Here are some basic statistics for each of the feature columns:
- Sepal length (cm): Ranges from 4.3 to 7.9 with a mean of approximately 5.84.
- Sepal width (cm): Ranges from 2.0 to 4.4 with a mean of approximately 3.06.
- Petal length (cm): Ranges from 1.0 to 6.9 with a mean of approximately 3.76.
- Petal width (cm): Ranges from 0.1 to 2.5 with a mean of approximately 1.20.
Step 3: Data Visualization
Let’s visualize the data to understand it better. We’ll use various types of plots to view the relationships between different features and species.
import matplotlib.pyplot as plt
import seaborn as sns
# Set up the aesthetics for the plots
sns.set(style="whitegrid")
# Create a pairplot to visualize the pairwise relationships in the dataset
pair_plot = sns.pairplot(iris_df, hue='species', markers=["o", "s", "D"])
pair_plot.fig.suptitle('Pairplot of Iris Dataset', y=1.02);
The pairplot above provides a pairwise relationship between all numerical variables. Different colors represent different species of the Iris flower.
- Diagonal: The diagonal shows the distribution of a single variable for each species. We can see that the Setosa species is easily distinguishable from the others based on petal length and petal width.
- Off-diagonal: The off-diagonal plots show scatter plots between two variables. These can help us understand the correlation between two variables for each species.
Step 4: Statistical Summary
Let’s take a closer look at the statistical distribution of the features across the different species.
# Group the data by species and calculate the mean and standard deviation for each group
grouped_mean = iris_df.groupby('species').mean()

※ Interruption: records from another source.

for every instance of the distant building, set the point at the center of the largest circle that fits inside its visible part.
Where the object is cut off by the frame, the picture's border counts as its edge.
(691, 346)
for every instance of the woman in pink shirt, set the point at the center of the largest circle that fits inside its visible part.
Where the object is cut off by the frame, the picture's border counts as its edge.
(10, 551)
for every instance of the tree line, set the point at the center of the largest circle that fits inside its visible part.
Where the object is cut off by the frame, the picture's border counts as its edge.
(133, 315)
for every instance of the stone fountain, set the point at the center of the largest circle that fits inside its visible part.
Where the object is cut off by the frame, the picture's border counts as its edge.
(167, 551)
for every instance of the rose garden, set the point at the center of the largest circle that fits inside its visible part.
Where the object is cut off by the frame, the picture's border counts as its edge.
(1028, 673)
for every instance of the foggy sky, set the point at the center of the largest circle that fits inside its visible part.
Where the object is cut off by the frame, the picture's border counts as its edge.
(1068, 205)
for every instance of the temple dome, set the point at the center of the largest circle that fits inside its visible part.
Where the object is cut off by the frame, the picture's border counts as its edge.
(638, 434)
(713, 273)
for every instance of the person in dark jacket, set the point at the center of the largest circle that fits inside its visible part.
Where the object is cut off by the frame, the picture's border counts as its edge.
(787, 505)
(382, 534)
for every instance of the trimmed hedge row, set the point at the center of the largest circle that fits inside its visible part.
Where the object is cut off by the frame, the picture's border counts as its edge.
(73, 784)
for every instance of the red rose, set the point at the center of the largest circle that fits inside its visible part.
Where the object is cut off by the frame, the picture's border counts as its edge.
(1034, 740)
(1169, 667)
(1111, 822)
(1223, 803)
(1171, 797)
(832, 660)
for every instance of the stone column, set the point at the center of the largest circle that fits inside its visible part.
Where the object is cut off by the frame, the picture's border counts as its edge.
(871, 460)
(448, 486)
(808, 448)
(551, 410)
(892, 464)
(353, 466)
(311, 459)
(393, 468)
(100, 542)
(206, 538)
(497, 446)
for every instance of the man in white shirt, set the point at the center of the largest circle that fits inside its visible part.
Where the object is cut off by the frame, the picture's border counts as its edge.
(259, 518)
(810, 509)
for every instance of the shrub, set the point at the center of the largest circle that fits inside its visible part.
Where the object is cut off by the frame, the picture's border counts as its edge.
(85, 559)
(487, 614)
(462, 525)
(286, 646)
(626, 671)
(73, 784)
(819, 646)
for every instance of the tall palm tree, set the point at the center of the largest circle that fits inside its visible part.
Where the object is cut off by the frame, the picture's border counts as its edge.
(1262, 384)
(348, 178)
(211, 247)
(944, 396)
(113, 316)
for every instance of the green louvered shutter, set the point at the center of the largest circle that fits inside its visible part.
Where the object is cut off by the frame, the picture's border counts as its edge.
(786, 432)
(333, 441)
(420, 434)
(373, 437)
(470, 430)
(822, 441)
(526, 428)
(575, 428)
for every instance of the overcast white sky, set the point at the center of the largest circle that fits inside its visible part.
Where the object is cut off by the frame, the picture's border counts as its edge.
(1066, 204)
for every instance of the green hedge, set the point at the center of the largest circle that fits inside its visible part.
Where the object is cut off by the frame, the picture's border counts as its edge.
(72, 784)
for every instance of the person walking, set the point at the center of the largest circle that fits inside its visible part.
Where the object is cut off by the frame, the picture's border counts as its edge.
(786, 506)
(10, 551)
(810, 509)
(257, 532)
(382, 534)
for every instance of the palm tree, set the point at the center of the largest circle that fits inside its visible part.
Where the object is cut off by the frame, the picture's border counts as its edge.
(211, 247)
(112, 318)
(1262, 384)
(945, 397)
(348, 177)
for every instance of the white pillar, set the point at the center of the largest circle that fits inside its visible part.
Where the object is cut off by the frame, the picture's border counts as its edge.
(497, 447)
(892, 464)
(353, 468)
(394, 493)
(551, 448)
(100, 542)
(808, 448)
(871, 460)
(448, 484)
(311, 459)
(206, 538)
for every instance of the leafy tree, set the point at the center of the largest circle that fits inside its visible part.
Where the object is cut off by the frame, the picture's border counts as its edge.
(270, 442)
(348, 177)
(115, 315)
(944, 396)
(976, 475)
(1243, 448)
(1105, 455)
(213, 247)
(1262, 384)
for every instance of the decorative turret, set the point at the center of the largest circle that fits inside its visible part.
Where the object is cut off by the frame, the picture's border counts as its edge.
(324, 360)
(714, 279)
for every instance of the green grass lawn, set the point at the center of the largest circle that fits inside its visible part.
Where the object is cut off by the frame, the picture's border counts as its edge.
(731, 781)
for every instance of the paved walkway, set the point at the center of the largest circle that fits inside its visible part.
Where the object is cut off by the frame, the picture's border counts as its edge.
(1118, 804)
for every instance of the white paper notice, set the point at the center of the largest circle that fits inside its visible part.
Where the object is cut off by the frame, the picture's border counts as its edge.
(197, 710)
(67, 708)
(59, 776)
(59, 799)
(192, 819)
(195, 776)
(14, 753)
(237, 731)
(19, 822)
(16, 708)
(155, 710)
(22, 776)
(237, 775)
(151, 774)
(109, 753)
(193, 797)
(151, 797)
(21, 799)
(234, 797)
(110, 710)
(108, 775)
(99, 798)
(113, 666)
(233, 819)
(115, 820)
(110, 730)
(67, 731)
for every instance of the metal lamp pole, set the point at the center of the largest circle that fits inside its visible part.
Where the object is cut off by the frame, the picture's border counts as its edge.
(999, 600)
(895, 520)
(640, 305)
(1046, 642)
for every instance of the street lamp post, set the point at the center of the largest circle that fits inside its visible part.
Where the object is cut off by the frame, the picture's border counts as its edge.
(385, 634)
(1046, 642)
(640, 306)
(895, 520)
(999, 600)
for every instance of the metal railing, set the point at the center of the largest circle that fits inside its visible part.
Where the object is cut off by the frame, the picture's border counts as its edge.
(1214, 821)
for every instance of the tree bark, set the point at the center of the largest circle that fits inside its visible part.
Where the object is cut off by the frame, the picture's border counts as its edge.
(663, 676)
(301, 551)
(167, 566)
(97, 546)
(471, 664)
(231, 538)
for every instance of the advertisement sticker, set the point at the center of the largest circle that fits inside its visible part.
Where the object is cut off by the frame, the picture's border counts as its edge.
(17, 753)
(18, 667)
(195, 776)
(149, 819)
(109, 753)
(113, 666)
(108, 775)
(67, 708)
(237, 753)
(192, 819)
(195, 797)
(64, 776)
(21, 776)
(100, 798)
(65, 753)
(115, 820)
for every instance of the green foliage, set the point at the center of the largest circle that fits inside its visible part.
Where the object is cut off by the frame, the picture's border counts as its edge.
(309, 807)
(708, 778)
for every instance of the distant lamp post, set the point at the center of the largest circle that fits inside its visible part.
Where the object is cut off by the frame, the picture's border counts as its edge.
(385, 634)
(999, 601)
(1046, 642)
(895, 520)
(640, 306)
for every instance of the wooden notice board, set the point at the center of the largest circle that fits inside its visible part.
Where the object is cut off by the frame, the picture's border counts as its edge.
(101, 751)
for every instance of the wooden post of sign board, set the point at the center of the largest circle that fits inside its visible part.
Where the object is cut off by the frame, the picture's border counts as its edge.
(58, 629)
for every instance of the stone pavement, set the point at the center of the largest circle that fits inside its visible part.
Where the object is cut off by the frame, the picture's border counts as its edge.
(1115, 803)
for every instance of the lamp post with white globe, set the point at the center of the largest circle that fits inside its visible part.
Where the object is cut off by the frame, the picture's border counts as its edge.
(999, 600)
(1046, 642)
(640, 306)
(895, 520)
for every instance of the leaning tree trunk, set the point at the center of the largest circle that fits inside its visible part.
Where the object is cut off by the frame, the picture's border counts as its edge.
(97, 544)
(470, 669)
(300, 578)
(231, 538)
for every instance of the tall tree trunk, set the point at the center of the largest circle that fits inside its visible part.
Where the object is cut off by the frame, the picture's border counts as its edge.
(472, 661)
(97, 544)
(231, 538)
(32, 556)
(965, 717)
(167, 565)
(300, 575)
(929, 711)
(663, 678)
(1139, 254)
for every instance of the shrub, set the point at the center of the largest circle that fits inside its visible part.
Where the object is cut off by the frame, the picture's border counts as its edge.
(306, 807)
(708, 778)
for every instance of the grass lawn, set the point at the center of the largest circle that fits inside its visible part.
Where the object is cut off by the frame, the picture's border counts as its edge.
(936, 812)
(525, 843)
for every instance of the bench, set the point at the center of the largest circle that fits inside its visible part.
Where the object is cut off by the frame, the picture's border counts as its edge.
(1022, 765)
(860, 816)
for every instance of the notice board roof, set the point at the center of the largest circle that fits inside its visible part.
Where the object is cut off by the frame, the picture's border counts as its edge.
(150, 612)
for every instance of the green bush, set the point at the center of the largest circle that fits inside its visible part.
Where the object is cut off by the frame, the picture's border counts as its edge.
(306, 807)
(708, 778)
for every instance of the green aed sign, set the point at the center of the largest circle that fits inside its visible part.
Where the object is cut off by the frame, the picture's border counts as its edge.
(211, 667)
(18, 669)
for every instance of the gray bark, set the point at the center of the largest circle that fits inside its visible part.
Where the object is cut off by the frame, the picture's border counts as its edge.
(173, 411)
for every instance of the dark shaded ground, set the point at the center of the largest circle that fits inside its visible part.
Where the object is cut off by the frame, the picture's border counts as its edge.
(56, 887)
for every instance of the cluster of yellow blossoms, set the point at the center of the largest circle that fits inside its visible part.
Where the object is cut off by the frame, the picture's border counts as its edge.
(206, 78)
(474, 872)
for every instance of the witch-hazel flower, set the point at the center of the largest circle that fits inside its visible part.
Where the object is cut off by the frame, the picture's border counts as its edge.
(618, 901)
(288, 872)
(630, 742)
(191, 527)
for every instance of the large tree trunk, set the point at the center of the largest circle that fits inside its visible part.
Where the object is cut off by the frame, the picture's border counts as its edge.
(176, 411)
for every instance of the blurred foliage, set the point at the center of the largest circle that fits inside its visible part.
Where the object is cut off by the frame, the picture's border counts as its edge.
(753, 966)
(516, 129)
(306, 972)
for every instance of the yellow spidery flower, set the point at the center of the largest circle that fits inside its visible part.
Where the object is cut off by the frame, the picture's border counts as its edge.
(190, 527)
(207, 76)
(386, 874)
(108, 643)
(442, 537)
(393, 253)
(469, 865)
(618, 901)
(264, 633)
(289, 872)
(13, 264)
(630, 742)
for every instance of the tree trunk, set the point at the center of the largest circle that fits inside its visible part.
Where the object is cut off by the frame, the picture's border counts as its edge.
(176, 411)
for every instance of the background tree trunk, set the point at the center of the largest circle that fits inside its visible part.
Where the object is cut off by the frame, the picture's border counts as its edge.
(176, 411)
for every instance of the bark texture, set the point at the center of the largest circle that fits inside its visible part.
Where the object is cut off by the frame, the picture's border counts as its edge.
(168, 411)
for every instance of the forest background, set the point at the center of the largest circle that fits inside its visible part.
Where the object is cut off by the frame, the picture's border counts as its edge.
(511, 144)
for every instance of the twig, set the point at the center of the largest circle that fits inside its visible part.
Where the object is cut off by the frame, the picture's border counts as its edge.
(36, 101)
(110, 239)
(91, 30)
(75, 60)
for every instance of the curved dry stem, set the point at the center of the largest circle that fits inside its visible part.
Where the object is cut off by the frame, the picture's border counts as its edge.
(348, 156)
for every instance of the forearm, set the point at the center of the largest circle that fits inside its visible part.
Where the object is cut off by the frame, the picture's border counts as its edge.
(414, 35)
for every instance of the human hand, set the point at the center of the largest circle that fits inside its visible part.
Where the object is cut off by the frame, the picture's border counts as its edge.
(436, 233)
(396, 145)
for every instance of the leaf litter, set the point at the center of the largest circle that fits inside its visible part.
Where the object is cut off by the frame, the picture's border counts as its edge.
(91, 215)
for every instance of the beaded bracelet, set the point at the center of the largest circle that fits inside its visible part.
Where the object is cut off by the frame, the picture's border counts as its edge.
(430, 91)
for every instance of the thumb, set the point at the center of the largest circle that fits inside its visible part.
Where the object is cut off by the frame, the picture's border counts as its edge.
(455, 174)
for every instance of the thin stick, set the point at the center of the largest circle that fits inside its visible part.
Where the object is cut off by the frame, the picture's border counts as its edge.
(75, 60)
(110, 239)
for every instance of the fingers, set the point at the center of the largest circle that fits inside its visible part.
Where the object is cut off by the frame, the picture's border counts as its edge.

grouped_std = iris_df.groupby('species').std()
grouped_mean, grouped_std
Output:
( sepal length (cm) sepal width (cm) petal length (cm) \
species
setosa 5.006 3.428 1.462
versicolor 5.936 2.770 4.260
virginica 6.588 2.974 5.552
petal width (cm)
species
setosa 0.246
versicolor 1.326
virginica 2.026 ,
sepal length (cm) sepal width (cm) petal length (cm) \
species
setosa 0.352490 0.379064 0.173664
versicolor 0.516171 0.313798 0.469911
virginica 0.635880 0.322497 0.551895
petal width (cm)
species
setosa 0.105386
versicolor 0.197753
virginica 0.274650 )
The table below summarizes the mean and standard deviation of each feature for the different species:
Feature | Setosa (Mean) | Versicolor (Mean) | Virginica (Mean) | Setosa (Std) | Versicolor (Std) | Virginica (Std) |
---|---|---|---|---|---|---|
Sepal length (cm) | 5.006 | 5.936 | 6.588 | 0.352 | 0.516 | 0.636 |
Sepal width (cm) | 3.428 | 2.770 | 2.974 | 0.379 | 0.314 | 0.322 |
Petal length (cm) | 1.462 | 4.260 | 5.552 | 0.174 | 0.470 | 0.552 |
Petal width (cm) | 0.246 | 1.326 | 2.026 | 0.105 | 0.198 | 0.275 |
- Setosa: Generally has smaller dimensions.
- Versicolor: Has dimensions that are intermediate between Setosa and Virginica.
- Virginica: Generally has larger dimensions.
Step 5: Correlation Analysis of Iris Dataset
Finally, let’s check how the features correlate with each other.
# Calculate the correlation matrix
correlation_matrix = iris_df.corr()
# Generate a heatmap to visualize the correlation matrix
plt.figure(figsize=(10, 8))
sns.heatmap(correlation_matrix, annot=True, cmap='coolwarm', fmt=".2f")
plt.title('Correlation Heatmap of Iris Dataset')
plt.show()
Output:
The heatmap above shows the correlation matrix for the feature variables in the Iris dataset. The values range from -1 to 1, with -1 indicating a strong negative correlation, 1 indicating a strong positive correlation, and 0 indicating no correlation.
Here are some observations:
- Sepal Length is positively correlated with Petal Length and Petal Width, suggesting that longer sepals are associated with longer and wider petals.
- Sepal Width shows relatively low correlation with other features.
- Petal Length and Petal Width are strongly positively correlated, indicating that longer petals are generally also wider.
That wraps up our complete data analysis and visualization of the Iris dataset.